SpaceX’s new crew capsule has returned to Earth, ending its first test flight with an old-fashioned splashdown in the Atlantic Ocean.
The Dragon undocked from the International Space Station early on Friday. Six hours later, the capsule carrying a test dummy dropped into the Atlantic off the Florida coast.
It marks the first time in 50 years that a capsule designed for astronauts returned from space by plopping into the Atlantic.
Apollo 9 splashed down near the Bahamas on March 13, 1969.
Nasa astronauts have been using Russian rockets since space shuttles retired eight years ago.
Nasa is counting on SpaceX and Boeing to start launching astronauts this year. Friday morning’s splashdown was the final hurdle of SpaceX’s six-day test flight.
SpaceX employees cheered and applauded at company headquarters near Los Angeles when the Dragon’s red and white parachutes popped open.
Nasa televised the descent live, the dramatic views coming from a plane. The crowd went wild once the capsule splashed down and was seen floating upright.
“Just amazing. I can’t believe how well the whole mission has gone” with all major milestones met, said Benji Reed, SpaceX’s director of crew mission management.
Nasa administrator Jim Bridenstine was ecstatic following splashdown. All this is “leading to a day where we are launching American astronauts on American rockets from American soil”, he said.
A pair of recovery ships was stationed in the Atlantic well before splashdown and quickly moved in, lifting the capsule from the water within an hour.
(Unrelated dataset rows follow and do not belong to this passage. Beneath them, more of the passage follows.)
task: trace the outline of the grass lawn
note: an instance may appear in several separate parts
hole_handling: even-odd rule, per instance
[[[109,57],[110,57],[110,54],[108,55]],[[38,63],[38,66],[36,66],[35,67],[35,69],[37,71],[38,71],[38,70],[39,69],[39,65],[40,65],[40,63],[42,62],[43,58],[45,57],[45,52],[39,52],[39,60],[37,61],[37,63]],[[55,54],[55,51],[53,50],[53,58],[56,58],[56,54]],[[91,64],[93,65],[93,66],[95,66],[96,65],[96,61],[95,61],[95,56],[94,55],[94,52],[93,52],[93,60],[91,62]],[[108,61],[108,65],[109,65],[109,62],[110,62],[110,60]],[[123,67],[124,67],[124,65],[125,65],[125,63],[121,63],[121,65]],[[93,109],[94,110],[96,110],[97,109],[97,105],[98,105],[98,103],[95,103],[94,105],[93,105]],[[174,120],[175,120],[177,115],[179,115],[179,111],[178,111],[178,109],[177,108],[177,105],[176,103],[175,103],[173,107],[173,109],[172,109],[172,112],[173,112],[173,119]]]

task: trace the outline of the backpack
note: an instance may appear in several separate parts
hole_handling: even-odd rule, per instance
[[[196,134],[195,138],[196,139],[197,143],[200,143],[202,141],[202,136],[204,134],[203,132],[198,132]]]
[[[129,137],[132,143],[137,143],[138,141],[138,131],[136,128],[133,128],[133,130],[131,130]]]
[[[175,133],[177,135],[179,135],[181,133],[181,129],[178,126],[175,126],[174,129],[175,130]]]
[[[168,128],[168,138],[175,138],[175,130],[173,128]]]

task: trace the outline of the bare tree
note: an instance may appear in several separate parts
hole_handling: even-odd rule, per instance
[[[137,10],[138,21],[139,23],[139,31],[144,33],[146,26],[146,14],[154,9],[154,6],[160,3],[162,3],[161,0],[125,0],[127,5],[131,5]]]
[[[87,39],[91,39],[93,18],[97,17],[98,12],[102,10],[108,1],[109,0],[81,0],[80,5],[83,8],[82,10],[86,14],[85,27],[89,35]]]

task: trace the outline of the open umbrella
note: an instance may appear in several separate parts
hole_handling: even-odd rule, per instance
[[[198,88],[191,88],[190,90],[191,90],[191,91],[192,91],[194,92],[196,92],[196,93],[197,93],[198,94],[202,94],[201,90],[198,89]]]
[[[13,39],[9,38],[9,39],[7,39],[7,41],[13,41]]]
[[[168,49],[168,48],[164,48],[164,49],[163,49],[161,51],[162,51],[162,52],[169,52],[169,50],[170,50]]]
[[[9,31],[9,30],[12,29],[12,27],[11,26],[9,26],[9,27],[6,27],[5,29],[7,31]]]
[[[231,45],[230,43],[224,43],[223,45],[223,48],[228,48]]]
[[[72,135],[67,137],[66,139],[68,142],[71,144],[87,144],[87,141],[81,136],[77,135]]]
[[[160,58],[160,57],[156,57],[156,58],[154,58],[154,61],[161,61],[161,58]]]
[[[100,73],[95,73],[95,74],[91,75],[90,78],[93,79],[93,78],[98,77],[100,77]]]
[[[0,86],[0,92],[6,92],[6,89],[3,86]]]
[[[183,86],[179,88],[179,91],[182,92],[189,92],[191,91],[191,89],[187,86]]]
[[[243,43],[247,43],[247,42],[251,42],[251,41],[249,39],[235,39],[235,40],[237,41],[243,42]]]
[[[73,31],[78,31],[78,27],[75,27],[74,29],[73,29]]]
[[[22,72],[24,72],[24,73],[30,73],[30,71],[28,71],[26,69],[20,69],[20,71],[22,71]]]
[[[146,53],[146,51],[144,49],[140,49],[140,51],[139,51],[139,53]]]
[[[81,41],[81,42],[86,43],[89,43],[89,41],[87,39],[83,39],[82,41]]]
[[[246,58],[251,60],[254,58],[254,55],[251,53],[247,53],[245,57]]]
The capsule is expected at Port Canaveral on Saturday night. Splashdown will occur much closer to shore once astronauts start flying.
Astronaut Shane Kimbrough, part of the recovery team, said it was incredible watching the splashdown up close. The capsule had brown scorch marks from top to bottom, but otherwise looked fine.
Canadian space station astronaut David Saint-Jacques was the first to enter the Dragon capsule and the last to leave this week. He found it “very slick” and called it business class.
Next up is Boeing. Boeing plans to launch its Starliner capsule without a crew as early as next month and with astronauts possibly in August. The Starliner is designed to land on land — in the US South West.
Nasa awarded the first contracts in 2014 to SpaceX and Boeing, now totalling about eight billion US dollars.
This first SpaceX test flight opens a new era, Mr Bridenstine said, with new technology and new business approaches.
SpaceX acknowledges some capsule systems need more work before astronauts climb on board for lift-off, as early as July.
Vibration, acoustic and other measurements were taken throughout the recently completed flight, not only of the capsule but also the mannequin — named Ripley after the lead character in the Alien films — which was strapped into one of the four seats.